The patient reported by Briuglia et al. is, to our knowledge, the 24th individual with HAFOUS described in the literature. Given the rarity of individuals with pathogenic USP7 variants (there are a total of 65 individuals diagnosed with HAFOUS currently in touch with our group), the full phenotypic spectrum of the disorder is still emerging. It is therefore conceivable that the patient’s pathogenic USP7 variant is causative for the congenital heart malformations and prenatal ultrasound anomalies, especially since USP7 has been implicated in embryonic development in different species: Sun et al. found that homozygous loss of Drosophila Usp7 was lethal before the emergence of first instar larvae.3 Usp7, previously also known as Hausp, was found to be ubiquitously expressed in mouse embryos between embryonic day (E) 7.5 to 10.5, and homozygous knockout of Hausp was embryonically lethal also in mice, resulting in severe growth retardation and lack of recognizable structures in embryos at E7.5.4 However, if congenital heart malformations and abnormal nuchal translucency are indeed part of the phenotypic spectrum of HAFOUS, these are probably among the less common features of this disorder.

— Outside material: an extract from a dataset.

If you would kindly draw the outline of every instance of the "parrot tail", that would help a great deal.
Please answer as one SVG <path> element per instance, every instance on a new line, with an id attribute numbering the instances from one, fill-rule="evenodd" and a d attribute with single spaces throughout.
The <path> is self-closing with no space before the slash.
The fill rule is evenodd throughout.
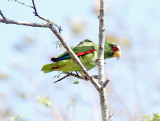
<path id="1" fill-rule="evenodd" d="M 50 64 L 46 64 L 42 67 L 41 71 L 43 71 L 44 73 L 49 73 L 51 71 L 57 71 L 59 70 L 60 66 L 57 65 L 57 63 L 50 63 Z"/>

As more phenotypic details of HAFOUS emerge, similarities to the MAGEL2-associated Schaaf–Yang syndrome (SYS) become more apparent. Both disorders are functionally related on the molecular level, primarily by the presence of USP7 and MAGEL2 within the MUST (MAGEL2-USP7-TRIM27) complex, which regulates endosomal protein recycling through ubiquitination of target proteins.5 This shared molecular mechanism seems to be reflected by the respective phenotypes, which both include features such as muscular hypotonia, contractures, feeding difficulties in infancy, hypogonadism, gastroesophageal reflux, constipation, and excessive weight gain in some individuals, in addition to more unspecific features typical of neurodevelopmental disorders (e.g., developmental delay, intellectual disability). Both disorders, together with the more frequent Prader–Willi syndrome (PWS), represent a small “syndrome family,” consisting of conditions related to one another both by molecular mechanisms and clinical phenotypic overlap, according to the definition proposed by Brunner and van Driel.6 While the phenotypic characterization of more individuals may reveal additional shared features of SYS and HAFOUS, it is important to note that both disorders remain distinct with regard to the frequencies of their main symptoms in affected individuals. For example, neonatal hypotonia, which is present in almost all individuals with SYS, was only observed in about 45% (9/20) of individuals with HAFOUS, and contractures, which are present in >85% of individuals with SYS, were only found in about one quarter (4/17) of the HAFOUS cohort reported by Fountain et al.2,7 A wide range of neuroradiologic anomalies, such as enlarged ventricles, is observed in the majority of individuals with HAFOUS including the individual reported by Briuglia et al., while structural anomalies of the brain are uncommon in patients with SYS. As both disorders continue to be investigated, a more detailed picture of this small syndrome family will surely emerge.

We thank Dr. Briuglia and colleagues for their contribution to the characterization of HAFOUS, and the editors of Genetics in Medicine for giving us the opportunity to comment on this subject.